An attempt to legalize the recreational use of cannabis on a national scale has been set back after experts raised concerns it would lead to increased use of the drug among young people.

A Senate committee on Friday rejected a bill introduced by Greens Senator David Shoebridge that calls for allowing cannabis possession for personal use in Australia, as well as the creation of a national agency to regulate the cultivation of the plants.

After receiving more than 200 submissions, the committee noted evidence from leading medical bodies, including the Australian Medical Association (AMA), which warned that wider access could worsen health risks, especially for adolescents.

“Ultimately, the committee is concerned that the legalization of cannabis for adult recreational use would create as many, if not more, problems than the bill seeks to solve,” the report said.

“While the bill attempts to do this, it does not address a number of important concerns, for example ensuring that children and young people do not have access to cannabis (particularly home cultivation), controlling risky cannabis use and effective monitoring of THC content. ”

Recreational use of marijuana becomes legal in NevadaRecreational use of marijuana becomes legal in Nevada

Several countries, including half of all US states, have legalized recreational marijuana use. Photo: Ethan Miller/Getty Images/AFP

The committee report noted that the majority of submissions agreed that cannabis use “should be treated primarily as a health problem rather than a criminal problem.”

Cannabis remains the most commonly used illicit drug in Australia, according to the latest National Drug Strategy Household Survey. More than 2.5 million people have recently used cannabis.

In 2019, about 11.7 percent of people aged 14 reported using the drug at least once in the past 12 months. This figure was higher for Aboriginal and Torres Strait Islander young people, at 16 per cent.

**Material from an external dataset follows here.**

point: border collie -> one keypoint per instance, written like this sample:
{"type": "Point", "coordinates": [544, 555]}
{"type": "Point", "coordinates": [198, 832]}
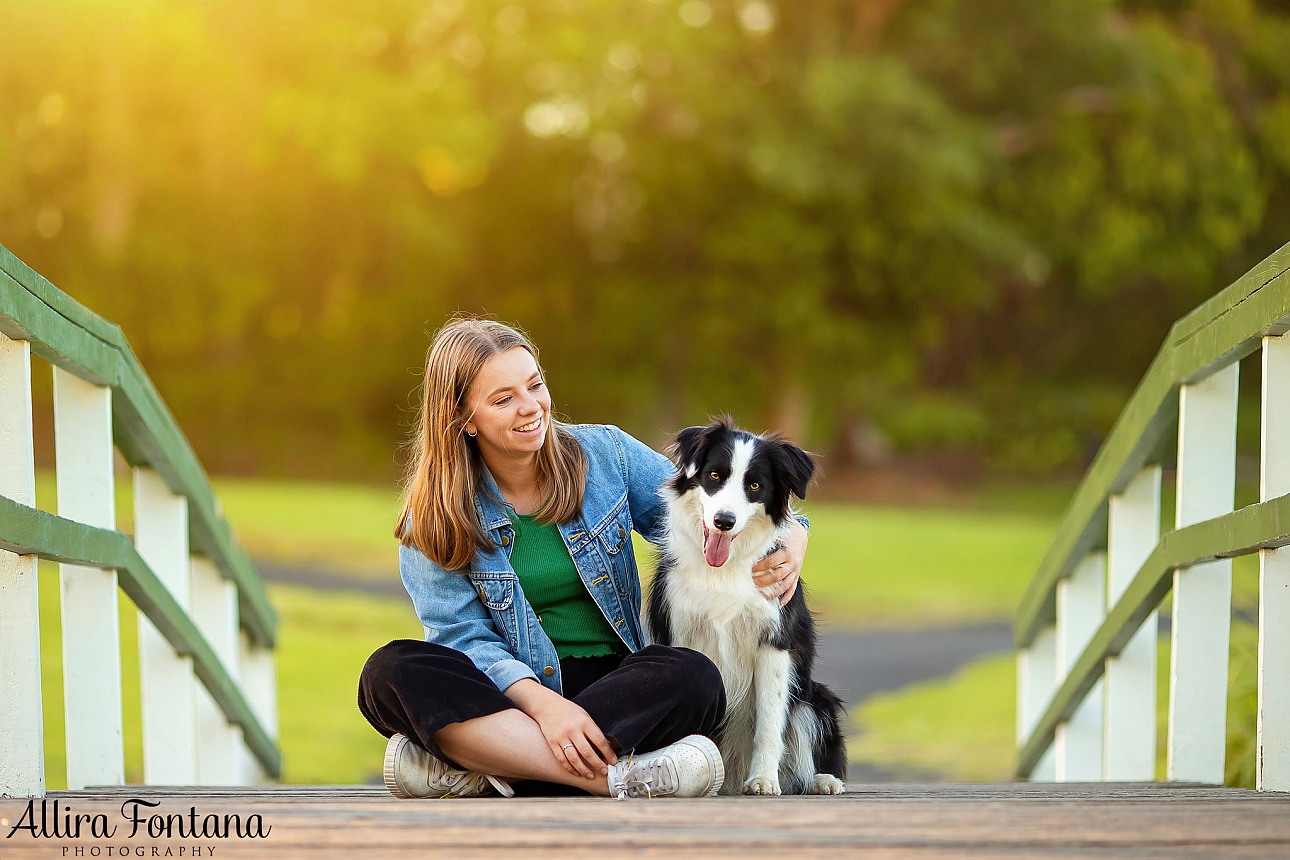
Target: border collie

Under the Greens model, adults in Australia would be able to legally grow six cannabis plants, but it would remain a crime to sell the drug to anyone under the age of 18.

The bill also proposes the creation of licensed Amsterdam-style “cannabis cafes” that sell marijuana products, such as edibles.

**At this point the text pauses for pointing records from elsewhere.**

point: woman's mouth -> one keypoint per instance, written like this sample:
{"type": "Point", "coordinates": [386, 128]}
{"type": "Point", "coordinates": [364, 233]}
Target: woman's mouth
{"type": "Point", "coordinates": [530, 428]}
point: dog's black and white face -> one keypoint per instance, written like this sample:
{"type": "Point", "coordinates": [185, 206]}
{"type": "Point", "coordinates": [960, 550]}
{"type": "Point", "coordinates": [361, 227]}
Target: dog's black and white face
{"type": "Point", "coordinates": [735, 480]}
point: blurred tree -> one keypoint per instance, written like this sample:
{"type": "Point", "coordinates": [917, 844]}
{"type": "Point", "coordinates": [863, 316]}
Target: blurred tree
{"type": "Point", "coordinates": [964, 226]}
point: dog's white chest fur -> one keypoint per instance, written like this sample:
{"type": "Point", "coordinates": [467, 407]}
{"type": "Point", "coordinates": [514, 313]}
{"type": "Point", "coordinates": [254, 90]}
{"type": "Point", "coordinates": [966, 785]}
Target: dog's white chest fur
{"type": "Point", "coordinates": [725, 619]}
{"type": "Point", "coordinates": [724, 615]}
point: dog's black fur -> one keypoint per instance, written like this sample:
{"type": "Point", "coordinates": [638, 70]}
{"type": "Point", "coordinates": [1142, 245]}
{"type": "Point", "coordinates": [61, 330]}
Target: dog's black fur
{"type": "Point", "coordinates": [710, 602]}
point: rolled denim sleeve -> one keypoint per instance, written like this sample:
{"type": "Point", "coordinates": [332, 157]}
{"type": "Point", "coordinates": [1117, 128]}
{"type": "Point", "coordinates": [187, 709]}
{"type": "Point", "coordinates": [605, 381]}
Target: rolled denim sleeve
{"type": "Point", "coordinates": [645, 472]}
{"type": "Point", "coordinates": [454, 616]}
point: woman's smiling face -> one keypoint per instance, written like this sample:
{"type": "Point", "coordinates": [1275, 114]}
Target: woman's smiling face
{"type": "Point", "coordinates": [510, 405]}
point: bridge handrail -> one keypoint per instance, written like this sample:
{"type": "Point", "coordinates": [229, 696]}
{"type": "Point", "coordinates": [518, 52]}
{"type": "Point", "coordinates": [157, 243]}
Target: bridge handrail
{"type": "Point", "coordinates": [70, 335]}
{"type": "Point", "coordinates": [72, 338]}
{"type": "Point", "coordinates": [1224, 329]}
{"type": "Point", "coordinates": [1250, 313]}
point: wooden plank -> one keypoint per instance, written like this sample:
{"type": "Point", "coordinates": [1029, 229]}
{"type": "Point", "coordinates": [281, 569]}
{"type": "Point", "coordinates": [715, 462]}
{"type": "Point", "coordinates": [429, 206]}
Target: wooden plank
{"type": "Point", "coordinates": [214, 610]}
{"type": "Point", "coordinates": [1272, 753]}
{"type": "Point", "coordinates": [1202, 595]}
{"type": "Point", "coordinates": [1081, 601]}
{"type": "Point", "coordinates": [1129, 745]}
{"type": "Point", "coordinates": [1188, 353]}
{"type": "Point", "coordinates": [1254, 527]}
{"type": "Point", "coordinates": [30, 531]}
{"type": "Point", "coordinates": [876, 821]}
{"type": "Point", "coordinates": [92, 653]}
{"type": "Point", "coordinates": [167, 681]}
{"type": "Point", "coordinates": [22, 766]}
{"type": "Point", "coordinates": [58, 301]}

In his dissenting report, Senator Shoebridge argued that creating a national cannabis market would generate thousands of jobs and remove “billions” from the black market.

“This research clearly shows how evidence-based and people-oriented reforms such as these will, as usual, have to break the stranglehold of politics,” he said.

He said despite the committee’s findings, the Greens plan to introduce the bill in parliament this year.


Senator Shoebridge claims up to 80,000 Australians could be pushed out of the criminal justice system if his bill is passed. Photo: NewsWire / Martin Ollman.

“The majority report in this inquiry fairly fairly reflects the evidence we had in the inquiry, although it does not provide details of the hundreds of individual submissions to the inquiry that, almost unanimously, asked us to vote this into law and ultimately ban cannabis legalize,” he added.

Medical cannabis was legalized in Australia in 2016 and last year around 700,000 people reported using cannabis for medical purposes.

Penalties for illegal use of marijuana, which remains illegal in all states and territories, vary depending on the jurisdiction.

In NSW, a first-time offender caught with a small amount of cannabis can receive a formal warning.

Offenders caught with up to 50 grams of cannabis in Queensland should first be offered a drug diversion program as an alternative to criminal prosecution.

In Western Australia, maximum fines can range from $2,000 to $20,000 and up to two years in prison.